Reputation: 981
I'd like to speed up my DataFrame manipulations and have decided to use for this aim the dask library - but cannot use it with success. I have made a test example to show my problems:
import numpy as np
import pandas as pd
import dask.dataframe as dd
from dask.multiprocessing import get
def testfunc(good):
return good*good
df = pd.DataFrame({'a' : [1,2,3], 'b' : [4,5,6], 'c' : [7,8,9]})
ddata = dd.from_pandas(df, npartitions=2)
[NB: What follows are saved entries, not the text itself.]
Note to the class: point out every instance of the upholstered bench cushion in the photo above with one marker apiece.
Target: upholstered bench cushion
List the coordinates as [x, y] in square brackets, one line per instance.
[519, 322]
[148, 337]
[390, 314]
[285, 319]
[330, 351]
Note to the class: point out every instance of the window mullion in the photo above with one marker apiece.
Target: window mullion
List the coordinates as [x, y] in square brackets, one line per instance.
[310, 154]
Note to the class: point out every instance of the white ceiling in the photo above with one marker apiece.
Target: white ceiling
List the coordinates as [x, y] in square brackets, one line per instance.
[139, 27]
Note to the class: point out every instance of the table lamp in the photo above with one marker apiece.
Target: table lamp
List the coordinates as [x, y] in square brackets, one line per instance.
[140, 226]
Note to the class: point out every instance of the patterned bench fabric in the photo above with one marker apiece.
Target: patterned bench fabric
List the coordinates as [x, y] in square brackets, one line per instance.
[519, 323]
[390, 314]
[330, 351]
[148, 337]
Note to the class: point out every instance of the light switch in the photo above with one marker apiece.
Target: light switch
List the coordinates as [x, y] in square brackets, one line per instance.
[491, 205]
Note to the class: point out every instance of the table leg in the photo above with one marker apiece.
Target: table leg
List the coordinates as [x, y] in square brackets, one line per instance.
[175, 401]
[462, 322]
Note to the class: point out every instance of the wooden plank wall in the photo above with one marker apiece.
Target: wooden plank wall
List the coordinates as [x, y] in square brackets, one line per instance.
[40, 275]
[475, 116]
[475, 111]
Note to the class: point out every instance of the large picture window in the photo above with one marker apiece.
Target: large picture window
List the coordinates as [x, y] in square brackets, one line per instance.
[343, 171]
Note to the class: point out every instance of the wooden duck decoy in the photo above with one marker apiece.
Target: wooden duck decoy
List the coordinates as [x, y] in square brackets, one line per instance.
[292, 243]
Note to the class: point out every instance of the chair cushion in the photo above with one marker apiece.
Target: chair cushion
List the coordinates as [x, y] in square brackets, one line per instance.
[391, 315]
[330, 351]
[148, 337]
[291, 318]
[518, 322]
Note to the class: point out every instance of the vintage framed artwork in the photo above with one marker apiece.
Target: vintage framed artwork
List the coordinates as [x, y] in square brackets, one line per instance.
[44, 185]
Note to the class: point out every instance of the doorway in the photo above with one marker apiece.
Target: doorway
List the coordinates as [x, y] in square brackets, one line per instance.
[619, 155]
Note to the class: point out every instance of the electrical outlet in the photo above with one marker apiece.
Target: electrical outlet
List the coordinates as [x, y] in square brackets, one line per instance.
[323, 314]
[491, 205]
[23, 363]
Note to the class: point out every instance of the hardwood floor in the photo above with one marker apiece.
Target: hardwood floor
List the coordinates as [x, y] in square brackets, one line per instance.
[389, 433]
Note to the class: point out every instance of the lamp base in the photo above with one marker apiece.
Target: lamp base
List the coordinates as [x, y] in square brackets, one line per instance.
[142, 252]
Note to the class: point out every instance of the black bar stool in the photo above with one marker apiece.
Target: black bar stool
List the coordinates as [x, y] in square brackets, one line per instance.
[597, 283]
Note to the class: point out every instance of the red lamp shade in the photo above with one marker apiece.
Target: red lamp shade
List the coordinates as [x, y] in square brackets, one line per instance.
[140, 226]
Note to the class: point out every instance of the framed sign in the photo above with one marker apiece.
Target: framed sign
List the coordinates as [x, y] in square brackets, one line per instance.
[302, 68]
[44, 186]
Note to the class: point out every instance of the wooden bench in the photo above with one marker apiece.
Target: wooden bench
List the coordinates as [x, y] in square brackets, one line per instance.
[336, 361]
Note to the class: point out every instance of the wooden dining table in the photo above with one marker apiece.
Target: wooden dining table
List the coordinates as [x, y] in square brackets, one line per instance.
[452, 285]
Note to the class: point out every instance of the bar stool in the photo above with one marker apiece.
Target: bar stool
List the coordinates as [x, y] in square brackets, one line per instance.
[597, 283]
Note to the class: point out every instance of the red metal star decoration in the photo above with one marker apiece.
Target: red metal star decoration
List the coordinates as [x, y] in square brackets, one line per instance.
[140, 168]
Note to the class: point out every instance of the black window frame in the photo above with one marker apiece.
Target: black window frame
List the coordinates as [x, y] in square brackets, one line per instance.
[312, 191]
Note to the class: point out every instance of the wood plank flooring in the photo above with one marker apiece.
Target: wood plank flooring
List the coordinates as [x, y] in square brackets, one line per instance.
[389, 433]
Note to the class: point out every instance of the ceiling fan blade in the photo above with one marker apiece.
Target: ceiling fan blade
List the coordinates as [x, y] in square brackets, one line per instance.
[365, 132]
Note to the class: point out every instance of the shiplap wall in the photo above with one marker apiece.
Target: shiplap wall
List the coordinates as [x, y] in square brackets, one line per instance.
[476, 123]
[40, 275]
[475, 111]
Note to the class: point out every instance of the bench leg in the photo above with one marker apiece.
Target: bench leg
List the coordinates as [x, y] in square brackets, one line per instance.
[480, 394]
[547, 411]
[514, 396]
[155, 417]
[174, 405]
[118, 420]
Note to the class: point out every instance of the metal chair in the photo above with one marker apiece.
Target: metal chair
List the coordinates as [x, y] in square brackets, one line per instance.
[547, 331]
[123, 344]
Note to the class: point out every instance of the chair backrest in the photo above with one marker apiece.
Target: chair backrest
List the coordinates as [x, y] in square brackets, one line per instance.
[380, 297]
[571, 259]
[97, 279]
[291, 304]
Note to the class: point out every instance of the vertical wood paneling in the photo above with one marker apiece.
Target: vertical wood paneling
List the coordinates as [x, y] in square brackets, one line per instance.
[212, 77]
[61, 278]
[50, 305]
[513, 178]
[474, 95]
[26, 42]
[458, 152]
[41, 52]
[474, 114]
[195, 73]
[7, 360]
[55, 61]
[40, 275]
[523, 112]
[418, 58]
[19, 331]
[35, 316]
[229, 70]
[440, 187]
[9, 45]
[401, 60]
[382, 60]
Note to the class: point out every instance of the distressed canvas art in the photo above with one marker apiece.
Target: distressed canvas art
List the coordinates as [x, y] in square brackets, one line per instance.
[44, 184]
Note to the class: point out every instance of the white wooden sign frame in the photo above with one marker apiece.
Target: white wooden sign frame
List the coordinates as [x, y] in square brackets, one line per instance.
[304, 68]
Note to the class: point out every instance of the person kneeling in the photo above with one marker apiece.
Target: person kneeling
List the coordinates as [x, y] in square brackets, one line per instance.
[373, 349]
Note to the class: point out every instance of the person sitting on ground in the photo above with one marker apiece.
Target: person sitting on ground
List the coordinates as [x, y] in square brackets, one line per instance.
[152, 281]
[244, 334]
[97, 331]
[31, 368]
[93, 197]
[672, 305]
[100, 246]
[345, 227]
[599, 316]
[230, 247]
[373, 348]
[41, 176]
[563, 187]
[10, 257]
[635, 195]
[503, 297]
df1 = ddata.map_partitions(lambda df: df.apply((lambda row: testfunc(*row)), axis=1)).compute(get=get)
But running this code I receive an error: TypeError: testfunc() takes 1 positional argument but 3 were given. Could you explain what is wrong in my code...
Upvotes: 0
Views: 156
Reputation: 4214
This will work with a minor change. You're currently unpacking the row
object by using the asterisk. You probably want to directly pass the row, as is.
import numpy as np
import pandas as pd
import dask.dataframe as dd
def testfunc(good):
return good*good
df = pd.DataFrame({'a' : [1,2,3], 'b' : [4,5,6], 'c' : [7,8,9]})
ddata = dd.from_pandas(df, npartitions=2)
df1 = ddata.map_partitions(lambda df: df.apply((lambda row: testfunc(row)), axis=1)).compute()
print(df1)
a b c
0 1 16 49
1 4 25 64
2 9 36 81
For more information, you might want to check out the expression Python docs
Upvotes: 1